After the FOMC statement and the updated economic projections were released, Fed Chair Janet Yellen held a press conference. She continues to stress that a rate hike will depend on improvements in the economy:
My colleagues and I would like to see more decisive evidence that a moderate pace of economic growth will be sustained, so the conditions in the labor market will continue to improve and inflation will move back to two percent,
This makes it easy for the Fed to keep postponing the first rate hike. The updated economic projections don’t give me confidence of a late 2015 rate hike. As compared to March, the GDP for 2015 was revised down and the unemployment rate was revised up slightly. This Calculated Risk Blog post has a good summary of the projections.
I still think we’ll see a few inflation hawks on the Fed vote for a rate hike one or two meetings before the majority on the Fed vote for a rate hike. That didn’t happen this time. All FOMC members voted in favor of today’s FOMC policy statement.
Finally, Fed Chair Yellen was asked a couple of interesting questions at the end of her press conference today. First, a reporter asked her about "unintended benefits of higher rates" in regards to savers. Here’s part of Fed Chair Yellen’s answer:
From the point of view of savers, of course this has been a very difficult period; meaning retirees. I hear from some almost every day are really suffering from low rates that they had anticipated would bolster their retirement income. This obviously has been one of the adverse consequences of a period of low rates.
Right after this, another reporter then asked the following question:
What kind of assurances can you give them and people out there who think the Fed is never going to raise rates?
Here’s part of Fed Chair Yellen’s reply:
I can’t give an ironclad promise, but I think it’s clear from our summary of economic projections that we anticipate that the economy will grow, that the labor market will improve, that inflation will move back up to 2% …. and if economic conditions unfold in a way that most of my colleagues and I anticipate, we see it as appropriate to raise rates, and as you can see the largest number of participants anticipate that those conditions should be in place later this year.

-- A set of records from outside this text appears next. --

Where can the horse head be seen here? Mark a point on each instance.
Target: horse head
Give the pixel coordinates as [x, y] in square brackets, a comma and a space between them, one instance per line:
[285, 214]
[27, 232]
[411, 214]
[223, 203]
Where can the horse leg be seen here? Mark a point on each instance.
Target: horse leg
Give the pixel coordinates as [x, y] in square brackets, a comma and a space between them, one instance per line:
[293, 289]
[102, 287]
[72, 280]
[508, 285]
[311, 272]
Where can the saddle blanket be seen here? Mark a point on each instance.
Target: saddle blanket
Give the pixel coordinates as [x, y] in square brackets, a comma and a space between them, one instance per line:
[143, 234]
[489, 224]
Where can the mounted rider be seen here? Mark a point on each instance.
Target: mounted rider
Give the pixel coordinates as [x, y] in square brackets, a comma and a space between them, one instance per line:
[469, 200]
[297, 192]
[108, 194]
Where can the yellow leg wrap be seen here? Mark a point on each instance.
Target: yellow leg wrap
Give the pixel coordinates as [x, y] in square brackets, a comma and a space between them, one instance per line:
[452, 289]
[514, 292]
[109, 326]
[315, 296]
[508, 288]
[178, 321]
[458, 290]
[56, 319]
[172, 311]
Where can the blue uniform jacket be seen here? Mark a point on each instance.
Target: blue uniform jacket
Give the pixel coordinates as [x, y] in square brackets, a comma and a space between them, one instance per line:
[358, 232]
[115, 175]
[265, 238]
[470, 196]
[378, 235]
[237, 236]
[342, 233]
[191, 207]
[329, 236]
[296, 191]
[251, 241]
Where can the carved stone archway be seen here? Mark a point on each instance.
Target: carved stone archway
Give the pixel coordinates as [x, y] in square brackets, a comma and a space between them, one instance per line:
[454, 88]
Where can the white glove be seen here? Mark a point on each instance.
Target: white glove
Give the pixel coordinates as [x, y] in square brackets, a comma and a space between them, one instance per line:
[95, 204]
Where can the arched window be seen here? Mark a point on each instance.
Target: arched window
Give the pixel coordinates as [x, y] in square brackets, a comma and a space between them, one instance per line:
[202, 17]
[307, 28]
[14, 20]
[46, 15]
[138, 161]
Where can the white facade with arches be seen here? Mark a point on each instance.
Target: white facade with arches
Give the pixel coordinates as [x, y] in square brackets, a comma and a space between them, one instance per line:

Based on this I still think it’s likely we’ll see a Fed rate hike before the end of this year. Of course, based on how the economy has changed and how the Fed has kept delaying movements toward a rate hike, it’s easy to see the Fed postponing yet again the first rate hike to next year.
Future FOMC Meetings
The next two FOMC meetings are scheduled for July 28-29 and September 16-17. The September meeting will include the summary of economic projections and a press conference by Fed Chair Yellen.